Addirittura mi sono spesso scoperto ad immaginare cosa avessi potuto fare se la vita mi avesse portato via ciò che più amo, immaginando e studiando un piano strategico di tutto quello che poteva prepararmi ad un evento così drammatico.
Ho esagerato, ora lo so, era veramente il mio massimo tentativo di tenere la Vita più sotto controllo possibile sposata all’intenzione di diventare invincibile con il lavoro che facevo su di me giornalmente e ossessivamente, una pretesa davvero irrealizzabile oltre che snervante. Certo non lo facevo consapevolmente era un meccanismo di difesa inconscio che agiva senza una mia presa di coscienza.
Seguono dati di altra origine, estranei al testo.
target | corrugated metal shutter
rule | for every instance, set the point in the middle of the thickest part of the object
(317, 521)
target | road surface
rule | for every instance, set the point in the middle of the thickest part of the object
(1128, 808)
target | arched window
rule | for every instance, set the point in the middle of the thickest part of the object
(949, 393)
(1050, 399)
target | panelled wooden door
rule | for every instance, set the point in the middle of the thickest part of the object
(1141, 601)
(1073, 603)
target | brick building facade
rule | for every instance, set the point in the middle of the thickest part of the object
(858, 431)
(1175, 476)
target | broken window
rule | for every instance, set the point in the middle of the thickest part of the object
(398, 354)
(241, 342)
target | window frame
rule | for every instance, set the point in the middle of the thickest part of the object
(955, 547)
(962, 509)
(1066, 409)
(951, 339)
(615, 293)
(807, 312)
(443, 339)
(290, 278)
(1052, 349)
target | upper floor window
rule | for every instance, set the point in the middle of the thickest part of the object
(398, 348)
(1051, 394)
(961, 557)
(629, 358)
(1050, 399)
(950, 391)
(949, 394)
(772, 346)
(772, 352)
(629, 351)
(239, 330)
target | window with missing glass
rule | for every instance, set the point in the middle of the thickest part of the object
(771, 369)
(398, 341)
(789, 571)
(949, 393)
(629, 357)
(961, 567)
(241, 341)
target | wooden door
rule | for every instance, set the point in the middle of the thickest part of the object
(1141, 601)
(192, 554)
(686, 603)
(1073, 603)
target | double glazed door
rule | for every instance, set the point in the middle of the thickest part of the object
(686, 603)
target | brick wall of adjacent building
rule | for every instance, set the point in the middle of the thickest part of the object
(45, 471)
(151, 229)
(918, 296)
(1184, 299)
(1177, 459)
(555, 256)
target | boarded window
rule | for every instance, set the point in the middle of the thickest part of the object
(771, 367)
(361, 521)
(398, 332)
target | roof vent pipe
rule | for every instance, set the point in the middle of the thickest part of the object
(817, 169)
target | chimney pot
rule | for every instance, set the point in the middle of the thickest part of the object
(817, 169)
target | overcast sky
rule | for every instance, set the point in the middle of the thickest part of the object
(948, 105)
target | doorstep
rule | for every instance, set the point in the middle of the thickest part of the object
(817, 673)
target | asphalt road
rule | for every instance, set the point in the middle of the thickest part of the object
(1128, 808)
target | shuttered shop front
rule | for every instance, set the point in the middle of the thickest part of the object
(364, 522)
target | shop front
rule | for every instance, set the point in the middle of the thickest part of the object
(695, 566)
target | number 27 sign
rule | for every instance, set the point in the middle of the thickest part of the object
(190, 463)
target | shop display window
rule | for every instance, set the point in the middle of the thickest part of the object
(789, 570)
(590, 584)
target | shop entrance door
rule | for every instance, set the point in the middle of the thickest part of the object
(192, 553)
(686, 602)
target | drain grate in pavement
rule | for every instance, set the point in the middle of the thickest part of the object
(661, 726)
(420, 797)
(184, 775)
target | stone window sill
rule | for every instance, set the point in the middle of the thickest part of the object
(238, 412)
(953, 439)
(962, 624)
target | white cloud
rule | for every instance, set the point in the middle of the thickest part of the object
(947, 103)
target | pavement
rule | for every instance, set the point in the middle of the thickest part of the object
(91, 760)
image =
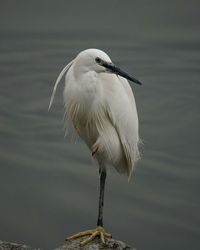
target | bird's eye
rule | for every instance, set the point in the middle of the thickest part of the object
(98, 60)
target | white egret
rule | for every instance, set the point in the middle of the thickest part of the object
(100, 104)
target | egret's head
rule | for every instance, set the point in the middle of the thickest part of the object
(91, 60)
(98, 61)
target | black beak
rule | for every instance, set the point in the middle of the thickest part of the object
(113, 69)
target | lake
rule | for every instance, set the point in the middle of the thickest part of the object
(48, 185)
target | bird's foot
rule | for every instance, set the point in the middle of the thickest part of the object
(94, 149)
(98, 232)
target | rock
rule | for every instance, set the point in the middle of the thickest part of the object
(14, 246)
(73, 245)
(95, 245)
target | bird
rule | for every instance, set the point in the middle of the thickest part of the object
(100, 105)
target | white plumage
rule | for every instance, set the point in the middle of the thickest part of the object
(99, 102)
(102, 109)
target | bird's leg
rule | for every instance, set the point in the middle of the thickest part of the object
(102, 172)
(99, 231)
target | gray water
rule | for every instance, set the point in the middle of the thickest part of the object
(49, 186)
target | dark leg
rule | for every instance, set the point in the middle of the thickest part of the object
(101, 196)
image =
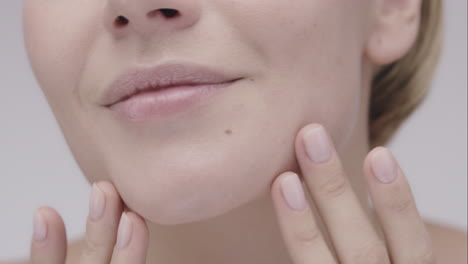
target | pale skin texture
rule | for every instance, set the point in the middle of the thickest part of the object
(303, 62)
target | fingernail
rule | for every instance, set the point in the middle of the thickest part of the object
(293, 192)
(125, 231)
(39, 227)
(96, 203)
(383, 166)
(317, 145)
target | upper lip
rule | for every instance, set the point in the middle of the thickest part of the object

La mia esperienza professionale
Quando iniziai a lavorare con i clienti nel mio sportello di ascolto mi accorsi che anche loro avevano questo obiettivo e da lì che ho cominciato a vedere che c’era qualcosa che non mi tornava. Precisamente quando mi capitò una cliente che mi chiese aiuto elencandomi tutta una serie di cose che non andavano nella sua vita e che la facevano stare male. Alle mie varie proposte di percorsi o di sistemi per risolvere, lei mi disse candidamente che non aveva intenzione di fare niente perché credeva di non essere in grado di cambiare alcunché. La sua richiesta era invece quella di imparare a stare nella sofferenza più serenamente possibile.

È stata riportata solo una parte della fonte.